On the first day of our excursion into Chennai, we visited a wide variety of religious spaces. First, and personally most impressive, was the Kapaleeswarar Temple. This temple, dedicated to Shiva, one of the main Hindu gods, can be seen from far away because of the gigantic tower, gopuram, in the middle of the temple. This tower marks the most sacred space in the entire temple complex, into which only Hindus are allowed to go. Around the main tower are different, smaller shrines dedicated to different gods and goddesses. As we entered the temple, we passed through a truly gigantic set of carved wooden doors and proceed to the first of the many smaller shrines. Like the Hindus visiting the temple, we walked around the entire temple complex in a clockwise direction, stopping at each shrine to see each god or goddess. Right outside the temple complex, there is a massive temple tank that many Hindus use for life-cycle rituals. Additionally, this tank is shared with the Muslim community for certain Muslim holidays and religious observations. One of the most interesting spaces within the temple is a tree partially hidden away behind a shrine. This tree, which has grown to be quite large, is covered in different powders and salt. On the branches of the tree are cradles with representations of Krishna, one of the Hindu gods, as a baby. Women who hang these cradles onto these branches are usually wishing for fertility, especially women who have had a difficult time conceiving.
After we exited the Kapaleeswarar Temple, we walked a short distance down the road and entered a Jain temple. This temple, while not as large as the Kapaleeswarar Temple, was just as ornate and beautiful. Before we entered, we were required to remove anything made of leather, since one of Jainism’s main tenets is ahimsa, or non-violence, towards all life. When we entered the Jain temple, there were many practicing Jains already there going about their daily activities.
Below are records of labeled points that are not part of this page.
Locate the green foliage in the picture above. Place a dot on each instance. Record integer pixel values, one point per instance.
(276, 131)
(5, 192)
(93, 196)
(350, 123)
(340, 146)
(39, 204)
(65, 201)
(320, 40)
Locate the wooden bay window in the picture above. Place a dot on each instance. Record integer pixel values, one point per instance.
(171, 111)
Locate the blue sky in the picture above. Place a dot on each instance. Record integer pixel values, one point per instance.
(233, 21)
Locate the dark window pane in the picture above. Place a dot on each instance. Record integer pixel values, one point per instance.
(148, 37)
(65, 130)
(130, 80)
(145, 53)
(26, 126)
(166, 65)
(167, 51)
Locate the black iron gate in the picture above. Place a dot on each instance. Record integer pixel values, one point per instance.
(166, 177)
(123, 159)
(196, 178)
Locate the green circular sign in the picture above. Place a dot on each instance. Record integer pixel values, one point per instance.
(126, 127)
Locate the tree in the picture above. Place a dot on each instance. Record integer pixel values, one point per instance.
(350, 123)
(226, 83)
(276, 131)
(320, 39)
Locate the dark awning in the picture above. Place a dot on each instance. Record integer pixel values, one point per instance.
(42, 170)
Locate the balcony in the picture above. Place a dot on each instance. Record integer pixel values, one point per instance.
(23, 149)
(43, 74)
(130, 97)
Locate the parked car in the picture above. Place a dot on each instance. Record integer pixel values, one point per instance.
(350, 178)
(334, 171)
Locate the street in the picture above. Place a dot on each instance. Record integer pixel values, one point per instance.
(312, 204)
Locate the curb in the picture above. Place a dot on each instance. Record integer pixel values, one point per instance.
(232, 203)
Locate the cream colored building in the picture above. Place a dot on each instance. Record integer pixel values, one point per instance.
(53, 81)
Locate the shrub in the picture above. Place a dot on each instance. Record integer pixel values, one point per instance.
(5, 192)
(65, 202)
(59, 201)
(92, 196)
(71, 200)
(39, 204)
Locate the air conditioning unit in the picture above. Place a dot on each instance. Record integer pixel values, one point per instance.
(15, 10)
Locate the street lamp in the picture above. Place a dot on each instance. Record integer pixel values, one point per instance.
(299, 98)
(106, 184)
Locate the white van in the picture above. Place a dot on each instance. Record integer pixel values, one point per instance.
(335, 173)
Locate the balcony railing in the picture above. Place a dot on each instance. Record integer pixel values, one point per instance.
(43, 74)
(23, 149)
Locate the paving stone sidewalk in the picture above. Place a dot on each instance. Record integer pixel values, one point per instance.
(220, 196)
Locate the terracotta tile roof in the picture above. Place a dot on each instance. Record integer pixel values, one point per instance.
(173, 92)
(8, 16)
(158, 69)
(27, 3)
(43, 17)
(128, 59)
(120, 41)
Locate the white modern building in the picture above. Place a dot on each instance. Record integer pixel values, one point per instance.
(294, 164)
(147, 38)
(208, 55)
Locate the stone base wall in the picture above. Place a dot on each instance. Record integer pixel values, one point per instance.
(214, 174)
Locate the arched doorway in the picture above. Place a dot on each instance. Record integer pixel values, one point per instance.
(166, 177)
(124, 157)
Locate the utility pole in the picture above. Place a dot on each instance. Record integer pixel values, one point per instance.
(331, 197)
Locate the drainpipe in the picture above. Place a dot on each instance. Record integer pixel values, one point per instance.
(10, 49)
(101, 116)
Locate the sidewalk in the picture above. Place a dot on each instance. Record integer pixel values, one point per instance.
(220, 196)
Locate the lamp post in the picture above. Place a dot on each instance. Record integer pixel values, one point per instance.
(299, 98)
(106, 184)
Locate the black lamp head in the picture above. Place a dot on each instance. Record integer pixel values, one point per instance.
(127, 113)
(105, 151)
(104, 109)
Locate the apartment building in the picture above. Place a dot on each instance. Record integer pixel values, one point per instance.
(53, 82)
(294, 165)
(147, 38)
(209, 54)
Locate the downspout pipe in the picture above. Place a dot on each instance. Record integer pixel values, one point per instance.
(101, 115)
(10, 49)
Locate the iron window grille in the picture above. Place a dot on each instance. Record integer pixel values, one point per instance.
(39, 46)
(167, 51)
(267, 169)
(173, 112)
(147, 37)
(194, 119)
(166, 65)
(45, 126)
One of these activities was making different shapes out of piles of rice. These piles of rice serve as sacrificial offerings that are also non-violent, since neither animals nor the soil was unduly harmed in harvesting the rice. Unlike the Kapaleeswarar Temple, which has bustling and noisy, the Jain temple was very quiet and peaceful. Many Jains at the temple also wore bandanas over their mouths in order to avoid inhaling and thus unduly harming any insects.
Finally, after exiting the Jain temple, we walked a little farther and came upon San Thome Cathedral. This church is built upon the tomb of Saint Thomas, one of the apostles of Jesus Christ. Much like the Kapaleeswarar Temple, it can be seen from a long distance away due to the tall church steeple. When we first entered the church compound, we visited the tomb of Saint Thomas. Inside the building where the tomb is kept, there is also a museum detailing the history of the cathedral. In the museum, there were things like pieces of bone from an old graveyard nearby, Bibles and other texts from the 1800s used in the cathedral, along with religious artifacts. In the actual tomb of Saint Thomas, there was a bone fragment, supposedly belonging to Saint Thomas, in a glass case. The tomb was a very solemn and quiet space where many people were sitting in pews to pray. Outside of the tomb was a nativity scene depicting the birth of Jesus Christ and the visitation of the Three Magi. Finally, we got to go inside part of the church. There was a Sunday Mass taking place while we were visiting the cathedral, but we were still able to stand in the back and see part the interior. In the front, there was a depiction of Jesus, which was very Indian. Jesus was standing on a lotus flower, which is very common in Indian depictions of gods and goddesses, with two sets of prayer beads. The melding of Indian influence and Christianity gave us all insight into the range of religion in South India.
Today, on our second day of exploring Chennai, we visited Saint Mary’s Church. This church is in the Fort St. George complex and was built by the British during their occupation of the area. This church was very different from San Thome Cathedral, especially since in the fact that it was much smaller. Like San Thome, Saint Mary’s still has an active congregation and is still an active church. The church, while still being active, is also a monument to many British people who died in the area, including leaders of Madras. There were also graves of many British people in the courtyard, many dating back to the late 1600s.
Over the past two days, we have visited a very famous Hindu temple, a Jain temple, a cathedral, and a church. Despite being from different religious traditions, there were similarities between the spaces. Religion, a key component of our course, is coming alive in a variety of spaces even just in these nascent moments.